Finally, a yes — and now what?

8 June 2026

I had tried many times before to gain interest around initiatives on AI and, although I generally got positive responses, I never really saw any interest in going forward.

When I finally got the go-ahead it did not come from the department where I normally work but from another one and with an unclear project scope.

I thought I would feel thrilled to get working with someone actually supporting the idea after so many attempts, and in some way I did.

However, there were also some aspects that made that feeling ambiguous.

The message there and then was that I was allowed to spend some money on it along with moral support. At this point I didn’t know the frame or the timeline for the project.
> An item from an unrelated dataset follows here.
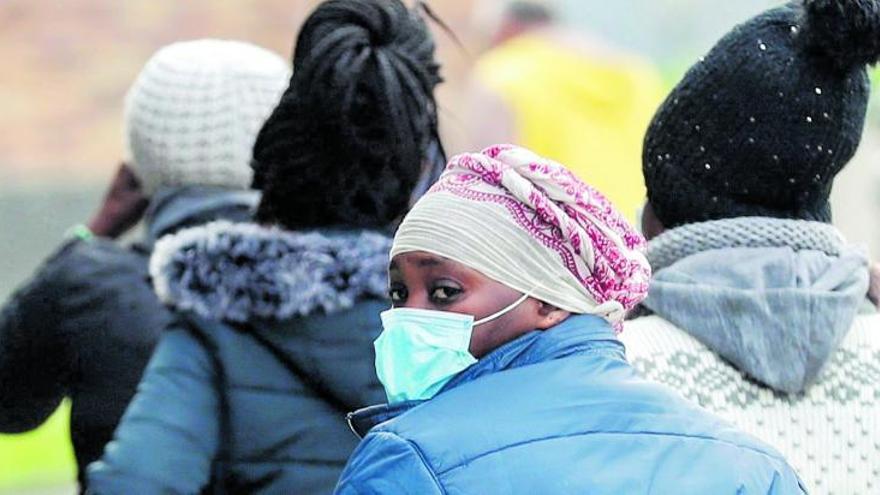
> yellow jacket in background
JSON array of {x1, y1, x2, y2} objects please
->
[{"x1": 475, "y1": 34, "x2": 663, "y2": 219}]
I also had no dedicated work time set aside for it.

The project, curiously named Buildmate, is a service for using natural language to build reports. Normally, this would require a higher level of skill and experience in using the internal report editor.

My first instinct was to set my own direction and put frames on my own work. I knew that, if I couldn’t present any numbers or, at least, a precise working use case, my mandate to work on Buildmate would run dry.

Regrettably, I found my ability to frame my own work was mediocre. I kept opening new features, working on evals and metrics for different models, studying various subjects that were not always relevant to the phase I tried to prioritize.

As an example, I spent time optimizing the workflow process making it faster and less expensive to run. It was a genuine improvement to the targets I set but when I presented the results at the weekly briefing it became clear that this was not a priority.

There was nothing obviously wrong with this. However, being honest, I saw that I would need some structural guidance in the project framing or I would drift away on an unclear path.